The LRT based on the normality is not applicable to this dataset for two reasons. First, the multivariate normal tests provided by the MVN R-package reveal that the data do not satisfy the multivariate normality. This can also be observed from Fig. 3, in which each shown variable has a heavy right tail. Second, the sample size ($n=135$) is less than the number of measure points ($pq=99\times 2=198$), making the LR statistic undefined.

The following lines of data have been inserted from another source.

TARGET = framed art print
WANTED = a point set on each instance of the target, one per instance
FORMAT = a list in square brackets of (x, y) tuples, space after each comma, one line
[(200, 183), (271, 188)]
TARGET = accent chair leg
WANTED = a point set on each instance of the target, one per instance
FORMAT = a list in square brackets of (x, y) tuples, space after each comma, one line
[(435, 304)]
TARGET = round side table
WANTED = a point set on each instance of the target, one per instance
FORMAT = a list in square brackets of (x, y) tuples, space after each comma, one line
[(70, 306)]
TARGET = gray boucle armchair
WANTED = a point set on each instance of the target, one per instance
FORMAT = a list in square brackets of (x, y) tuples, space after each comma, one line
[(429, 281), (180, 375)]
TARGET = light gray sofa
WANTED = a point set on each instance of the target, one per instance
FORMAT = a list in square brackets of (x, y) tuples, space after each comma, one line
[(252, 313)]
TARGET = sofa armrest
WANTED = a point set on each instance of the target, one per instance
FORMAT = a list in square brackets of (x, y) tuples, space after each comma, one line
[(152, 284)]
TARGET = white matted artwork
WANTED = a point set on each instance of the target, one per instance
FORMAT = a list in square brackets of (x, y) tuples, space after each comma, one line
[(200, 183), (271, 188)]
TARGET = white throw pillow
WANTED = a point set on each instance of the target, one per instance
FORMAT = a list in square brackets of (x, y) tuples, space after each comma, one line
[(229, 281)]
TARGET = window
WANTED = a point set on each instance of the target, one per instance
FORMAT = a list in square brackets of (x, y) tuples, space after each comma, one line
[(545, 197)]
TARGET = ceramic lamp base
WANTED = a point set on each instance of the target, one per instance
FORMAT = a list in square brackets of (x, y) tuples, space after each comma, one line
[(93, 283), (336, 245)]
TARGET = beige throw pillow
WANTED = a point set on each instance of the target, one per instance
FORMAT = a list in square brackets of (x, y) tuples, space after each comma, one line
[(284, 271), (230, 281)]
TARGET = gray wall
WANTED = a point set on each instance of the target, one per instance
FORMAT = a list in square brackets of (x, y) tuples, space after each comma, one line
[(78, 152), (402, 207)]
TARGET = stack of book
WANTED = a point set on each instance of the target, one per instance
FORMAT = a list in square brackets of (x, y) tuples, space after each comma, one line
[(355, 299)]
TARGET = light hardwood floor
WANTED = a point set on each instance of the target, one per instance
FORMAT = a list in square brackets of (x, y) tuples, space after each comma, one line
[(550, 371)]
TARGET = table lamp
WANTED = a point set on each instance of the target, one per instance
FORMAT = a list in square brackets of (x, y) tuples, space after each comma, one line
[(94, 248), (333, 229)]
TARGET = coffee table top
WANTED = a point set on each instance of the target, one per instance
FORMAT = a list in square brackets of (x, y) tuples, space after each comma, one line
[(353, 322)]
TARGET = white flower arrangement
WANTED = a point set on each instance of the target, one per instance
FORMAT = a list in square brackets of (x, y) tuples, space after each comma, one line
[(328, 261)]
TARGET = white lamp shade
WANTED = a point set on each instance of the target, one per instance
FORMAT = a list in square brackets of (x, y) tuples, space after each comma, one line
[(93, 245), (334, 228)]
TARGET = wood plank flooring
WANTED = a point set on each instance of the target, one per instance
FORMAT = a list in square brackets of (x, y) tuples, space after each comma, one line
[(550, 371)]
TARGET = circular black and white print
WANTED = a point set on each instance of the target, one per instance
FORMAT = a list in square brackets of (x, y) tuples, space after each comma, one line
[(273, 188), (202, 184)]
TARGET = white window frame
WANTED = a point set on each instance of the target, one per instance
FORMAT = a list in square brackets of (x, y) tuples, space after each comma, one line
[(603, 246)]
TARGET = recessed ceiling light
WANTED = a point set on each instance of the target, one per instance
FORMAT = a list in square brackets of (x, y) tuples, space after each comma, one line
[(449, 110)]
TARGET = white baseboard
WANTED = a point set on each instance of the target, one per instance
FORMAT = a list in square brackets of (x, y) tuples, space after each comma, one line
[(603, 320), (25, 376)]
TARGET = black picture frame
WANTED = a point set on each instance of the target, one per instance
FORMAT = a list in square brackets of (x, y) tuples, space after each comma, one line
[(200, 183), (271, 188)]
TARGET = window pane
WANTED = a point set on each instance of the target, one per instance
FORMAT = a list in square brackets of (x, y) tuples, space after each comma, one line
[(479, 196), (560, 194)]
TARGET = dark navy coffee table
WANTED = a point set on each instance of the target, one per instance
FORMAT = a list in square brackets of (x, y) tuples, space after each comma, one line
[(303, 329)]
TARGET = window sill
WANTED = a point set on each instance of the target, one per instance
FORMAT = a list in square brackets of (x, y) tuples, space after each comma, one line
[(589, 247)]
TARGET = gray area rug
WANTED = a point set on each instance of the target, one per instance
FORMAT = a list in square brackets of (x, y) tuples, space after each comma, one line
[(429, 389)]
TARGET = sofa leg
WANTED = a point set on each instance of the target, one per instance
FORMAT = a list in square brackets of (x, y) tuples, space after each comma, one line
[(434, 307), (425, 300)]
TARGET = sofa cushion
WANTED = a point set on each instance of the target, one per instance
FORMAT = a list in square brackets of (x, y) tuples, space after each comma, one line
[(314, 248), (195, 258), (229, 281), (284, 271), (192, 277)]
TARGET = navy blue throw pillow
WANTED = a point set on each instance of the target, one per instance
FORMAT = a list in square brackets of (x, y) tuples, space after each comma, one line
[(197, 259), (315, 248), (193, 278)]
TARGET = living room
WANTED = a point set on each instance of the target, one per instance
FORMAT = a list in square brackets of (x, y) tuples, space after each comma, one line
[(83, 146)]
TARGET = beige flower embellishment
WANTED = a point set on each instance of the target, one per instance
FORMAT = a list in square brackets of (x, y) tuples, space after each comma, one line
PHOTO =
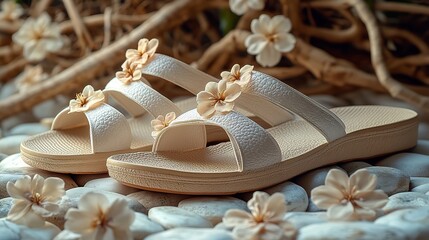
[(217, 98), (265, 221), (130, 72), (349, 199), (161, 122), (270, 38), (145, 50), (10, 10), (88, 99), (240, 7), (238, 75), (96, 218), (34, 198), (38, 37), (30, 77)]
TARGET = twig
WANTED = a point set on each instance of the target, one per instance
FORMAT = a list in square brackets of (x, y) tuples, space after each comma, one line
[(109, 57), (395, 88)]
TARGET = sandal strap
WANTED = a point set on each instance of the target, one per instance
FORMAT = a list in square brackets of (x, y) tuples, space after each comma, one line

We apply the proposed permutation procedures to the data. More precisely, we apply the permutation test to the sub-hypotheses of all $\left( {\begin{array}{c}99\\ 2\end{array}}\right) $ column-wise pairs. The permutation test for each sub-hypothesis is for the bivariate paired data with the size of $135\times 4$; for example, if the column pair (k, l) is chosen, the bivariate paired data are $\big \{\big (X_{hk}^1,X_{hl}^1,X_{hk}^2,X_{hl}^2 \big ),h=1,2,\ldots ,135\big \}$. We use 100, 000 random permutations to evaluate the p value of each sub-hypothesis, and the Bonferroni adjusted p value is given by $\left( {\begin{array}{c}99\\ 2\end{array}}\right) \min _{k<l}p_{kl}^{\mathrm{c}}$, where $p_{kl}^{\mathrm{c}}$ is the p value for the sub-hypothesis $\mathcal {H}_{kl}^{\mathrm{c}}$ for the (k, l)-th column pair. The p value evaluated is less than 0.0001. The RST statistic is evaluated as 16, 346.75 with the asymptotic and empirical critical value as $\chi ^2_{.01}(14749) = 15,151.49$ and 15, 095.09, respectively.

6 Discussion

In this paper, we propose permutation based procedures to test the separability of covariance matrices. The procedure divides the null hypothesis on a separable covariance matrix into many sub-hypotheses, which are testable via a permutation method. Compared to the existing LRT and RST under normality, the proposed procedures are distribution free and robust to non-normality of the data. In addition, it is applicable to small sized data, whose size is smaller than dimension of the covariance matrix under test. The numerical study and data examples show that the proposed permutation procedures are more powerful when the data are non-normal and the dimension is high.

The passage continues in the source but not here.